Yesterday's 2004 Western Tree Climbing Championship, organized by the Pennsylvania-Delaware Chapter of the International Society of Arboriculture, was a pre-qualifier for the state championship later this month in State College, Centre County.
In August, the international society's 80th annual conference and trade show will be held with seminars inside the David L. Lawrence Convention Center and the real fun -- the climbing contests -- planned for West Park.
These competitions, which trace their roots to one in St. Louis back in 1976, have been gaining attention from tree-care professionals such as utility workers and residential tree trimmers. This year the local chapter had to turn away 20 to 25 people.
Those who got in willingly took on whatever the trees could offer.
A healthy ginkgo stood firm while a 200-pound dummy hung from its branches, allowing climbers to compete on techniques to rescue an immobile colleague. A London plane tree's smooth bark became slick in the steady sprinkle, making things more interesting for the apprentices.

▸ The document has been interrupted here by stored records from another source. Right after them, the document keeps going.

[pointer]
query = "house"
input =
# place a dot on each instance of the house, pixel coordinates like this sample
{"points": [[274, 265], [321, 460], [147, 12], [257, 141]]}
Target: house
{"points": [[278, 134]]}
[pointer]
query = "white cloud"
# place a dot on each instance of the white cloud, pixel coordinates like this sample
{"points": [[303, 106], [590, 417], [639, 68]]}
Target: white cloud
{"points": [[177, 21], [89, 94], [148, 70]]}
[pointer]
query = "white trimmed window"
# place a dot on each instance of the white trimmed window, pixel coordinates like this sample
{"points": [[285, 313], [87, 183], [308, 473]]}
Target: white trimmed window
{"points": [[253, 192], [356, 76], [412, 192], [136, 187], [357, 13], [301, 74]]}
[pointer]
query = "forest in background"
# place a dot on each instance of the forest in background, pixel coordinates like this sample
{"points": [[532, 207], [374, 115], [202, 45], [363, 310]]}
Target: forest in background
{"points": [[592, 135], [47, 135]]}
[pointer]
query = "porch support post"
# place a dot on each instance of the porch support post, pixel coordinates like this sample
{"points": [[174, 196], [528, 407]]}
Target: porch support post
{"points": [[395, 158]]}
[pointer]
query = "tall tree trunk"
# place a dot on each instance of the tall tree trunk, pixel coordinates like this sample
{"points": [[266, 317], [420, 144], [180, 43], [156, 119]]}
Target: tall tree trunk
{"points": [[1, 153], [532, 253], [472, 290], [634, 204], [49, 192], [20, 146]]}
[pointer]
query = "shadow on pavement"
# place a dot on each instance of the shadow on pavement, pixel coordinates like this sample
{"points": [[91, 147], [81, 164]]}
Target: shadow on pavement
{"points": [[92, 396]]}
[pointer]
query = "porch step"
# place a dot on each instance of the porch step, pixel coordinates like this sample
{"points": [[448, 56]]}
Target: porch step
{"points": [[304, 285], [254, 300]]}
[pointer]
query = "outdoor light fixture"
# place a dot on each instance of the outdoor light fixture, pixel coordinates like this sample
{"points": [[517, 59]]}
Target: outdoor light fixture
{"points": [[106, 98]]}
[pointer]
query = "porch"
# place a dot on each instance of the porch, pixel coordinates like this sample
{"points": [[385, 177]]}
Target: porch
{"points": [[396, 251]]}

A less stately -- read shorter -- red maple gave both Angelina Winbush, of Bloomfield, and state Rep. Jake Wheatley Jr., D-Hill District, a chance to experience tree climbing with saddle and rope.
Winbush, a 9-year-old future pianist, does a lot of kid-style tree climbing at home and had no problem quickly reaching the upper branches. Wheatley, a former Marine, found the whole rope thing tricky. After a lot of straining and pulling in ways that onlookers predicted would leave him sore later, he finally made it.

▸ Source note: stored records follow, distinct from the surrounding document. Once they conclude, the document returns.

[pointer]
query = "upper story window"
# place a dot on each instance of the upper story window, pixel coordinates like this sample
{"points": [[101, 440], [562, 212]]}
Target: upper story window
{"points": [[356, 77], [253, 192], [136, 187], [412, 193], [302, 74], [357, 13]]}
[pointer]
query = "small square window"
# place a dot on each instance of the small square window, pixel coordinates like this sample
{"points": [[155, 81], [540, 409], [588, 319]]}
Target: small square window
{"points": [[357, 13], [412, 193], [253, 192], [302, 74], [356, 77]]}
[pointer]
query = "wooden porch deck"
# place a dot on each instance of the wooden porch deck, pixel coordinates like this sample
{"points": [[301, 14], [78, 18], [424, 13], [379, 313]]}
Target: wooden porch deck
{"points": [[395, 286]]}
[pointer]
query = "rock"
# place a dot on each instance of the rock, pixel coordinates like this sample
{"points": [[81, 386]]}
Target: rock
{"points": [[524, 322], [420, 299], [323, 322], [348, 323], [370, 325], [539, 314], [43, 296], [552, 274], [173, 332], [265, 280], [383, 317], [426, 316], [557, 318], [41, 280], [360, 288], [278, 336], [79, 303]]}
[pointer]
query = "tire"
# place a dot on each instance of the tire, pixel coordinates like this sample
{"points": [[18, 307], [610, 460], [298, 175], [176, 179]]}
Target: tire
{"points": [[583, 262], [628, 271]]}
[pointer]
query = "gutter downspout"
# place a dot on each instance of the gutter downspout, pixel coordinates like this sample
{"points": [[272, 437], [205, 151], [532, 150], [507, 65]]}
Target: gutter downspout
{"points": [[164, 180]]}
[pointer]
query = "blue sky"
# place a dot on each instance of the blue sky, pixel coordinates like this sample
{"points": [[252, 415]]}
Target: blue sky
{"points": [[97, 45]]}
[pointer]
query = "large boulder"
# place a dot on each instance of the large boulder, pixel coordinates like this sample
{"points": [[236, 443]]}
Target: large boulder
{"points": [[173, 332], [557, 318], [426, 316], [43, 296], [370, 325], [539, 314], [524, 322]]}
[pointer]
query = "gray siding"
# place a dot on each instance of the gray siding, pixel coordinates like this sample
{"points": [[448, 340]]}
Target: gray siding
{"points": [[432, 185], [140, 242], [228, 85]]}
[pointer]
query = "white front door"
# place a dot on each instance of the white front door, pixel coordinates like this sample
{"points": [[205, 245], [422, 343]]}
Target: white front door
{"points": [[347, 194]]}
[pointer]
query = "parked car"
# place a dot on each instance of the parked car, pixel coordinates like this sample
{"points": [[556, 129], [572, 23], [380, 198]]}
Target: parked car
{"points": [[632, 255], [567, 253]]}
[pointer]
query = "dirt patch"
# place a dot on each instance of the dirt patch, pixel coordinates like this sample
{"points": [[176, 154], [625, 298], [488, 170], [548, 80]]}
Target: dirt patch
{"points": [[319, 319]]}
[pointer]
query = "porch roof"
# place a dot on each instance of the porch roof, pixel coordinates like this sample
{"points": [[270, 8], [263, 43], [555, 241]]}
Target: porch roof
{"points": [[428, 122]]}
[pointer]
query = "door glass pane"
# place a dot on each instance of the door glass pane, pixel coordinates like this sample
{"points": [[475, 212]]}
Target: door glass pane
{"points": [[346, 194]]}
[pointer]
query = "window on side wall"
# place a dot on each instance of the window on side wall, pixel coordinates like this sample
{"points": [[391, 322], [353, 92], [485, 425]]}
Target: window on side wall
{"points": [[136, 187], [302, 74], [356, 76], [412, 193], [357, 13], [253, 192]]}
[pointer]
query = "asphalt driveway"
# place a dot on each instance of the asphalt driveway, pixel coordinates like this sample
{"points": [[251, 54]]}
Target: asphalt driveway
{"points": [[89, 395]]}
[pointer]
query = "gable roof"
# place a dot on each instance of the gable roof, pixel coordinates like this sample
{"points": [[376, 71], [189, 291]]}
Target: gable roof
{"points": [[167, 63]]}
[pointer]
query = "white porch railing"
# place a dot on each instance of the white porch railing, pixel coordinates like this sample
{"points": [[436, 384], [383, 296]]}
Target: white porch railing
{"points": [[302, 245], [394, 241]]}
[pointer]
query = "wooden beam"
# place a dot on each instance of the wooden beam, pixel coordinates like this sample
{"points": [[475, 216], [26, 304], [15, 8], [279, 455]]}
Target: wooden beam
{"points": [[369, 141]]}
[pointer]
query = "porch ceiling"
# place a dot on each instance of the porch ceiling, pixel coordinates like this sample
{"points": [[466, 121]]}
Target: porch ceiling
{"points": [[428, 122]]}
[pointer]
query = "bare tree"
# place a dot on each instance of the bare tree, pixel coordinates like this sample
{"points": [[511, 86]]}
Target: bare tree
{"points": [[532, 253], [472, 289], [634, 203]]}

"You left a lot of stuff out," he told his grinning coach, Dave McQuaid, vice president of the International Brotherhood of Electrical Workers Local 1919, which represents line clearance tree trimmers for companies such as Duquesne Light and Allegheny Power.

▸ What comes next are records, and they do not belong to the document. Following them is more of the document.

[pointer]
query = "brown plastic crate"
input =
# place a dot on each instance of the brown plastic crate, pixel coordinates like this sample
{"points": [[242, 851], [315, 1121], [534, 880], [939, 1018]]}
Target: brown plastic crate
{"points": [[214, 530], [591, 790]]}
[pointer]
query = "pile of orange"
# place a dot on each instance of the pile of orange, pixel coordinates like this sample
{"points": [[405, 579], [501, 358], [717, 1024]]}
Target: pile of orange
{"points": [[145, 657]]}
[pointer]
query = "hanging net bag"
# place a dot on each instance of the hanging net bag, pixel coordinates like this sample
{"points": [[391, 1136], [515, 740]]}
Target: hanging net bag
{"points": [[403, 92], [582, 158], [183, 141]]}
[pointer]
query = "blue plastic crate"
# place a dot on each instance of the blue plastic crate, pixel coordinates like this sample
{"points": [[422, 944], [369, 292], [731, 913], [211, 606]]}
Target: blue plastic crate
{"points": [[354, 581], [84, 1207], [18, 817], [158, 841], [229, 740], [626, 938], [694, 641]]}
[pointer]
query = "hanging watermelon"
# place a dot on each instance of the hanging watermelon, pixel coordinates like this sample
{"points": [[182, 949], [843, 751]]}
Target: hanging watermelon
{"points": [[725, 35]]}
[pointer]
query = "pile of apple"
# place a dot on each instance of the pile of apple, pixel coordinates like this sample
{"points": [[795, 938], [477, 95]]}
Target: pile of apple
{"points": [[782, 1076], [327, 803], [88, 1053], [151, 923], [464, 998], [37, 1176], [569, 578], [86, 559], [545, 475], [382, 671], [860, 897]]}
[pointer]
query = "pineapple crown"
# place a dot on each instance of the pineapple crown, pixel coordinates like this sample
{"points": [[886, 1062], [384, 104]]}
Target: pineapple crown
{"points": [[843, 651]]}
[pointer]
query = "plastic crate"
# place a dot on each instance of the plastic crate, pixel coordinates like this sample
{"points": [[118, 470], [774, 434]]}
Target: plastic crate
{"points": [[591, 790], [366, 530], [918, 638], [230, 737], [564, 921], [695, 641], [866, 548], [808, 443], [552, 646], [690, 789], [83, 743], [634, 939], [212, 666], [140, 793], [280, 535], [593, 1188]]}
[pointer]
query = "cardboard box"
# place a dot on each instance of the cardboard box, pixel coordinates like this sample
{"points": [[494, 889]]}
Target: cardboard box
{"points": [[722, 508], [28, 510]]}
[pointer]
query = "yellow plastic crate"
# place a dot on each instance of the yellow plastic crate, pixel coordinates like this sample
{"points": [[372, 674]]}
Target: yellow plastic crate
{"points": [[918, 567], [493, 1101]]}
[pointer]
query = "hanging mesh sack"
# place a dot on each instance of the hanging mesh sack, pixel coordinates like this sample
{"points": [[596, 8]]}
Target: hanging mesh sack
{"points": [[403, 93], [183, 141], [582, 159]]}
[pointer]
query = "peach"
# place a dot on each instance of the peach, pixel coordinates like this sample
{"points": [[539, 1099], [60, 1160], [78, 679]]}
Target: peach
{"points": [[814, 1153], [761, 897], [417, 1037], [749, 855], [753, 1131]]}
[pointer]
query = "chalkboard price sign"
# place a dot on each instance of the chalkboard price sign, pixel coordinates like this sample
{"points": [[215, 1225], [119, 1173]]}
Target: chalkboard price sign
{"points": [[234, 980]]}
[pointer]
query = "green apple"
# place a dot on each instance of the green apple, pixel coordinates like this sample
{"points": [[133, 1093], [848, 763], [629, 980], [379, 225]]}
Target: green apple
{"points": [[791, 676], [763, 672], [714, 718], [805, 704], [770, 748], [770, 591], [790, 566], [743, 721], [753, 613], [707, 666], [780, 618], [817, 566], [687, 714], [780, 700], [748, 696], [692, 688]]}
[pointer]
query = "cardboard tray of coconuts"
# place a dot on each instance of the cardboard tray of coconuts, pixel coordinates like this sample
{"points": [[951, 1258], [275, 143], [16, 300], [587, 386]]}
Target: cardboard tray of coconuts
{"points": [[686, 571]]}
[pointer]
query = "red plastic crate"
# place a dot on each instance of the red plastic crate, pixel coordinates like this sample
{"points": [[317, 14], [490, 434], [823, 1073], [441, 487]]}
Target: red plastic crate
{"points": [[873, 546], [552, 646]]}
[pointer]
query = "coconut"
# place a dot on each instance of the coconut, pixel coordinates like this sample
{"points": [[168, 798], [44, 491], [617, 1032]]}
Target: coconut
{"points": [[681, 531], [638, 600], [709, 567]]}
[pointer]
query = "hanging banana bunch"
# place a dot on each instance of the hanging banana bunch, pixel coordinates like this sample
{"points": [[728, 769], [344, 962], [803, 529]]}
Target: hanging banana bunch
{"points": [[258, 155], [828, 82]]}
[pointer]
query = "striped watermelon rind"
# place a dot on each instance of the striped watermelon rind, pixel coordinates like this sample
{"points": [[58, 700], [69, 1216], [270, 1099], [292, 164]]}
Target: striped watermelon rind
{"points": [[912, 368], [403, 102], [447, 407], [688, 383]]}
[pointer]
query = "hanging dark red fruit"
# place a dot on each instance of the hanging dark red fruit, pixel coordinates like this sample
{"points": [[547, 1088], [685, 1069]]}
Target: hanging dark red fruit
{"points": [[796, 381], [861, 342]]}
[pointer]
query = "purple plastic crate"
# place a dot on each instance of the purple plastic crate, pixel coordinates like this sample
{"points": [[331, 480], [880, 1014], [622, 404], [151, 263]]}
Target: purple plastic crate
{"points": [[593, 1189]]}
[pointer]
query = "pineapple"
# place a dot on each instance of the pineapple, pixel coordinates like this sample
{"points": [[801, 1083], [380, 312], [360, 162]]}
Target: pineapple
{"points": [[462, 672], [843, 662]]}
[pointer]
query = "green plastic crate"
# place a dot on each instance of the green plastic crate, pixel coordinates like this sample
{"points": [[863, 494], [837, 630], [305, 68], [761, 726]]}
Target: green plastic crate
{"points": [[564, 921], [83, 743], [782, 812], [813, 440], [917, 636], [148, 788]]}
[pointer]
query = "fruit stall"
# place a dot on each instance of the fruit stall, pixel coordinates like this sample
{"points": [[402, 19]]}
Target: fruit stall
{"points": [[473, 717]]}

Jennifer McMasters, of Cochranton, was experiencing her own sort of nerve-twisting tree first. She came to watch her boyfriend, Jared Irwin, compete. Irwin has been in the business almost two years and was headed up in a bucket raised by a lift truck to start his race about 60 feet above ground.
He had five minutes to ring four different bells set around the massive sycamore. Irwin moved quickly, stretching his pole pruner to ring the highest chime, swinging down and over to a white bucket set toward the middle of a lengthy branch.
"Headache," he yelled before dropping two sticks toward an orange target in the grass below. That's an updated version of "look out below."
The judges and Irwin's friends couldn't contain themselves as he ticked off the bells with time left. A limb-walking station raised the tension as Irwin moved out on the ever smaller branch toward a distant mark. "Come on, Jared, get the bell," yelled someone. He did, then rushed back to the trunk for his final slide home, two seconds over the five-minute limit. An exhausted Irwin couldn't believe it. "Two friggin' seconds," he said. "Two friggin' seconds."
If he can pay the $50 entrance fee and get his insurance waiver, he can come back.
Mark Moeske, who owns a company near Albany, N.Y., keeps returning. He ranked 29th in the international competition in 1999 and 25th in 2002.
"It's fun to see how you can do compared to how other people who do this," said Moeske.
Yesterday's competition helped him get in form but it won't get him back into the international event. For that, he'll have to win the state contest in New York.